September 17, 2012 marked the 225th anniversary of the adoption of the United States Constitution, the document which remains the law of the land in our republic. To commemorate the anniversary of this founding document, TIME magazine has released a book titled “The Constitution: The Essential User’s Guide” meant to help people today understand how it remains relevant to important issues facing our nation today.
For example, the book contains a detailed examination of the 14th Amendment, the so-called “Birthright Amendment” which guarantees U.S. citizenship to any person born in the United States. This amendment was written to reverse the 1857 Dred Scott decision of the U.S. Supreme Court, when it ruled that no slaves were citizens of the U.S. The amendment guaranteed citizenship to the former slaves retroactively. But now it’s at the heart of a great debate in our nation since it also means that a child born to illegal (or legal) immigrants are U.S. citizens at birth. Some U.S. Congressmen and Senators want to further amend the Constitution to prevent this from happening. The authors of this TIME book hope to help people today understand the history of the amendment and why or why not it should itself be amended.
The Constitution was at the center of the debate between North and South in the decades leading up to the outbreak of secession and the American Civil War. The Southern states of course wanted to perpetuate and spread slavery into new territories of the United States, while the North, including Abraham Lincoln wanted to contain it to where it already existed. Once Lincoln was elected in 1860, a total of 11 states felt that they could legally secede from the Union, while Lincoln held that they could not.
Many of the actions which Lincoln took during the Civil War were questioned on Constitutional grounds. For example, the clause which permits the suspension of the Writ of Habeas Corpus is not clear as to if Congress or the President holds the power to do so. During the war, Lincoln chose to interpret the Constitution as giving the President the authority, and he took it. Congress (made up of the Union states at this time, obviously) later granted him the authority to do so, and the Supreme Court upheld the Habeas Corpus Act decades later during WWI.

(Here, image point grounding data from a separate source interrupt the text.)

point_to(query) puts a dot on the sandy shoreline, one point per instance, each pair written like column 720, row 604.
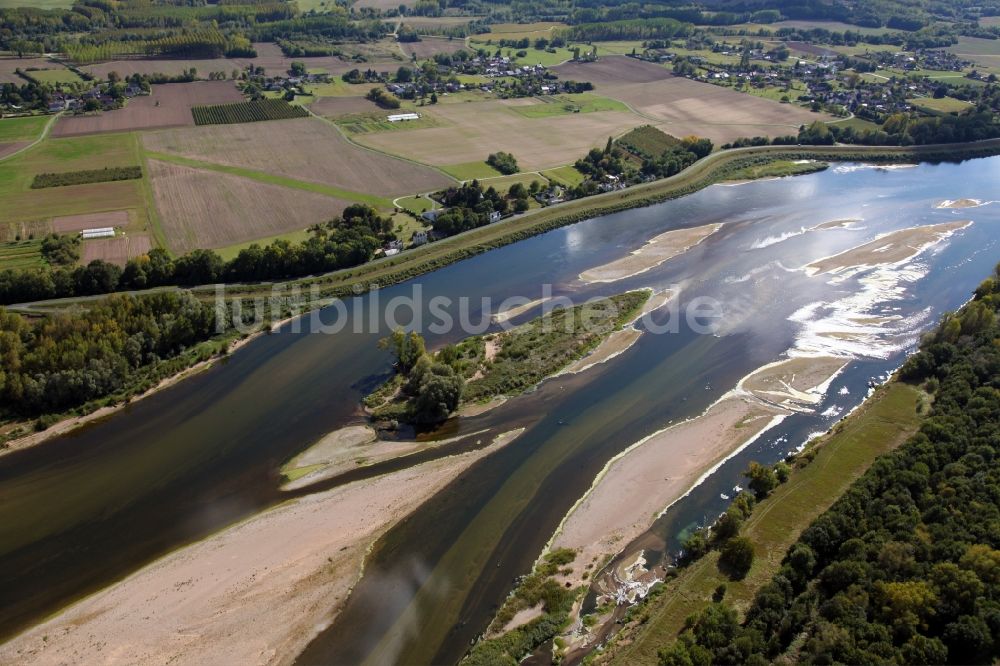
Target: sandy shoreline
column 255, row 593
column 638, row 484
column 890, row 248
column 350, row 448
column 656, row 251
column 621, row 340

Many important Constitutional issues affect our nation even today. Issues such as abortion, same-sex marriage, the Affordable Care Act (“Obamacare”), and numerous others are constantly in the news. TIME’s “The Constitution: The Essential User’s Guide” is available to help us all understand better this venerable document on its 225th anniversary. With a forward by retired Supreme Court justice Sandra Day O’Connor, the first woman ever to serve on the court, this book is an outstanding resource for those who wish to examine the Constitution as it relates to modern America.